A decade on, Clinton Scharfe believes further investigation of opportunities for live, wild-caught King Prawns are worth considering.

In addition to the Scottish scampi fishery, he investigated the benefits of environmental accreditation in overseas markets, and new technology for the prawn industry.

With the price of prawns falling in the past 15 years, he says every effort is needed to add value to their product. As an active supporter of the Spencer Gulf Prawn Fishery’s Marine Stewardship Council sustainable certification, he says this is one investment he is confident will pay dividends.

Following certification in 2012, the fishery has received increased inquiries, particularly from Europe, where environmental accreditations are strongly supported.

Clinton Scharfe reports that the Belgian seafood company Setraco replaced non-certified scallops with an environmentally accredited product, which resulted in increased sales at a 30 per cent higher price, when there was otherwise little difference between the two scallop suppliers.

“For this very reason, Setraco agreed to meet and discuss the possibility of a relationship with Spencer Gulf King Prawns sourced from SA,” he says.

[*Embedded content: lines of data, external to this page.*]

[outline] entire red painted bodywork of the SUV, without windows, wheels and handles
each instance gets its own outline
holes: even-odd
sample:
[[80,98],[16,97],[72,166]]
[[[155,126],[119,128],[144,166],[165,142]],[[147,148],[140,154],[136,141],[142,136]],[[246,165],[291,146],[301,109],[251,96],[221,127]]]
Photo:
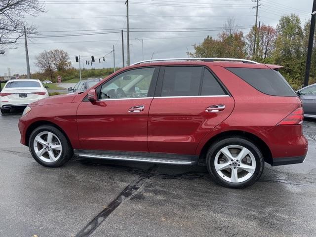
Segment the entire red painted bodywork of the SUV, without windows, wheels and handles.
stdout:
[[[264,94],[225,67],[276,69],[279,66],[232,62],[168,62],[134,65],[110,75],[145,66],[197,65],[209,67],[227,87],[231,96],[112,99],[83,102],[87,91],[54,96],[31,104],[32,111],[20,118],[21,143],[27,129],[37,121],[58,125],[74,149],[117,150],[200,155],[214,136],[227,131],[244,131],[259,137],[273,158],[304,156],[307,140],[302,125],[277,125],[298,107],[298,97]],[[92,88],[97,88],[104,81]],[[207,113],[211,105],[225,104],[220,113]],[[128,109],[144,105],[140,114]]]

But there will also need to be a greater focus on marketing and differentiating the Australian product in international markets.

He says he quickly realised during his travels that Australia’s fisheries management was second to none, and that a global system of labelling was needed to accurately identify both products and country of origin.

This would help to further enhance and protect the reputation of Australian seafood, including high standards of sustainability, quality and food safety.

As part of his scholarship, Clint Scharfe also visited a Danish company that manufactures a continuous cooker, which could be used on board a trawler. The equipment was “very impressive and has good potential, but there would need to be a more regular demand for cooked prawns.

“At this stage, most of the demand is pre-Christmas and at Easter, when consumers are looking for the ease of pre-cooked product. The rest of the year, the demand is for green prawns.”